At each house, the ladies of the club sat in the rooms to give guidance and perhaps to safeguard as we padded through the rooms. I walked throughout each house in my bare feet, which gave a certain intimacy to the experience. Feeling the old floorboards and brick hearths, warm and comfortable beneath my feet, I realized I only ever walk through a house barefoot when I am part of that house in some way. That felt like such a gift, to be allowed into the deepest recesses of these homes. It called to mind summer mornings, coming down to breakfast in my aunt’s big old Colonial many years ago.

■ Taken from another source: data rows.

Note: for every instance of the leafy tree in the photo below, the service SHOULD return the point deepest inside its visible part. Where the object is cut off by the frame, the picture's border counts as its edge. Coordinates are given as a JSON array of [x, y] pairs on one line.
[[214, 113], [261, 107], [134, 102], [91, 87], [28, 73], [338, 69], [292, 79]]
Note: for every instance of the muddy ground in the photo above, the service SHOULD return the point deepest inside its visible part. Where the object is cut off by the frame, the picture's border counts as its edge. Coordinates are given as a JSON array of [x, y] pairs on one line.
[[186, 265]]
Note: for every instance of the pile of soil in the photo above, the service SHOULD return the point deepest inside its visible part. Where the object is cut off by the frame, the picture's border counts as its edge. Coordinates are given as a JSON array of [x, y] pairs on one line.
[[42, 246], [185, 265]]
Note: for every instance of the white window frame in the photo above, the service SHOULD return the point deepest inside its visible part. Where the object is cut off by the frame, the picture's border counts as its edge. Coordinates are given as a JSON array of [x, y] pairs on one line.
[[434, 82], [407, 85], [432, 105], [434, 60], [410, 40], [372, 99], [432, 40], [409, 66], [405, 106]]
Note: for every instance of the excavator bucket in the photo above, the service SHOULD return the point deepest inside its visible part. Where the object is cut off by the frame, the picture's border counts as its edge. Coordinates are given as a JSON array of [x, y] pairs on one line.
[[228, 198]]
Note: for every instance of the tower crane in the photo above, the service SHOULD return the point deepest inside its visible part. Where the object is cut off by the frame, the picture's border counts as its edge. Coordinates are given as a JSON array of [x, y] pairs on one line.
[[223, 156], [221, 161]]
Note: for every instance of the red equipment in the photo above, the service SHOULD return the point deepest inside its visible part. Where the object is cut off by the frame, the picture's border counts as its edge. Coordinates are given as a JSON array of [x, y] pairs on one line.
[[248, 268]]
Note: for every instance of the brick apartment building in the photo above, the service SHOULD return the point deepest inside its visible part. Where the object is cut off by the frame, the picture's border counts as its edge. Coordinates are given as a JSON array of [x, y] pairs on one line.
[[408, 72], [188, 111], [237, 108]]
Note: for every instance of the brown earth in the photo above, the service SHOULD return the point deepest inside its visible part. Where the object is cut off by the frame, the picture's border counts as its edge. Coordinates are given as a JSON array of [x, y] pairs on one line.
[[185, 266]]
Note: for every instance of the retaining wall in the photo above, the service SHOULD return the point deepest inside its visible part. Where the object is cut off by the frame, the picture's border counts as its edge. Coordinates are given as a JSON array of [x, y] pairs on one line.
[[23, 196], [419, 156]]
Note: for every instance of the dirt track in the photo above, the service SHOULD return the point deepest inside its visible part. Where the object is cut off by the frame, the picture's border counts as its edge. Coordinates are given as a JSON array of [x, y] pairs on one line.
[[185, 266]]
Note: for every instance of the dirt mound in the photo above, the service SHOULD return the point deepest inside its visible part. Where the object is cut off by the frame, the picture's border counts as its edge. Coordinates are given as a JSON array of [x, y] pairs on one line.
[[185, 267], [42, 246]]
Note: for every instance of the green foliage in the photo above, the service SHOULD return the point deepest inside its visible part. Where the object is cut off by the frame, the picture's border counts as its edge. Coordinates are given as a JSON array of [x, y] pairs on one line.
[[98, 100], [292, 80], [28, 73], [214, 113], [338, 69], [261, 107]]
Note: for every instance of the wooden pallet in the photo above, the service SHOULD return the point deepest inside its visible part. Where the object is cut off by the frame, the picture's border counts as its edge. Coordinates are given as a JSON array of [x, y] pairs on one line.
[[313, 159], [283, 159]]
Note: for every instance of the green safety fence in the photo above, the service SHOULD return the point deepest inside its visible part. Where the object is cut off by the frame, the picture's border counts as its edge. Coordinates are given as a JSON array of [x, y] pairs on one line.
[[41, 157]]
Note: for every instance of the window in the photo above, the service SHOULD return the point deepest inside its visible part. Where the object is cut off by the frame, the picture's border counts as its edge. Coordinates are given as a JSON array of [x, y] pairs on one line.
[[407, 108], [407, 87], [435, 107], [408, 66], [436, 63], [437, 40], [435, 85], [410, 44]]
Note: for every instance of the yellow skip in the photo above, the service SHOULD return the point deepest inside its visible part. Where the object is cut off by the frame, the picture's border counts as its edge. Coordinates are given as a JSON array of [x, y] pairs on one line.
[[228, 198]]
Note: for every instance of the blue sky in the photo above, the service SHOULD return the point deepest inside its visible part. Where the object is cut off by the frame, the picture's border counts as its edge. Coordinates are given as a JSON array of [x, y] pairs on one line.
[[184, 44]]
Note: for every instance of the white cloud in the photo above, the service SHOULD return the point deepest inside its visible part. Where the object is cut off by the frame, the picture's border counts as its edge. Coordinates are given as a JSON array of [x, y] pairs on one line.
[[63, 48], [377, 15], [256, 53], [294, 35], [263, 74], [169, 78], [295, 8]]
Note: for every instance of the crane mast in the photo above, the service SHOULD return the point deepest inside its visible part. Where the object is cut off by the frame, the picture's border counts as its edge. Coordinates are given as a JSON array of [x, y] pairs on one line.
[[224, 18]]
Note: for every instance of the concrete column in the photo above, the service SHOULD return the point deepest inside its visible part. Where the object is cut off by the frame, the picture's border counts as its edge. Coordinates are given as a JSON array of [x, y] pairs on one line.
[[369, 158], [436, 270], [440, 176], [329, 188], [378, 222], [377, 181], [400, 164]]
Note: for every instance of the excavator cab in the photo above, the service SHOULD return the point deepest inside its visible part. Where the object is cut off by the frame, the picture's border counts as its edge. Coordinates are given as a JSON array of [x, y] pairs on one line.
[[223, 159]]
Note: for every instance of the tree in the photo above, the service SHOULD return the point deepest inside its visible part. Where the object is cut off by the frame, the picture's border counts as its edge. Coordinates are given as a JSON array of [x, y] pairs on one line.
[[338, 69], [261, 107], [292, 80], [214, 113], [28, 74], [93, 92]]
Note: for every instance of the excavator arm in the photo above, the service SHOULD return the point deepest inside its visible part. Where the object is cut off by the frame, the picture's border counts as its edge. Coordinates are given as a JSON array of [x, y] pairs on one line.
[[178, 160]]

The day went by very quickly. We saw many people we knew and thus enjoyed unexpected visits, received news of all kinds. We followed the map in the booklet and drove all over town to where houses had been built in remote places on roads we’d never driven. We ate our picnic sitting on Adirondack chairs overlooking a birdwatcher’s marsh. We saw new houses constructed to look like old houses. We saw old houses retrofitted with state-of-the-art kitchens and laundry rooms. We saw porches that looked out over gardens that mimicked Versailles. We saw treasures locked behind glass as they would be in a museum. We studied the titles in the bookcases. In one house, we saw a bound copy of The Papers of George W. Bush. In another The Chronicles of Narnia. And in yet another, Naomi Klein’s The Shock Doctrine, all windows into the owner’s soul. We saw dolls gathered on quilted beds. And inside a house built in the 1700s, a lavish Jacuzzi in an alcove in the air-conditioned bedroom. The tub was situated beside a large many-paned window. A man standing near me said, “Now wouldn’t that be a great place to be in a blizzard?” I had to agree, so long as the power didn’t go out.
It all spun by like a movie on fast forward. The gardens were magnificent, weedless. The kitchens were spotless, frozen in time; the ornate sideboards, mahogany highboys and grand pianos dazzling. The tour went from 10 to 4 but by 2 p.m. I had to concede, having only visited a few of the houses available to my curious eyes. I left my friends to enjoy the rest. I perhaps felt exhausted from all that beauty, all that perfection. I returned home, where my dogs greeted me noisily and delighted me with the fact that they had not left me any unwanted gifts on the rugs. I viewed my weed-filled gardens and noted that the lawn needed mowing and there were dishes in the sink. I felt grateful, grateful for having been invited into so many interesting homes and gardens, grateful for having seen the perfection, grateful for my home, where things always are less than.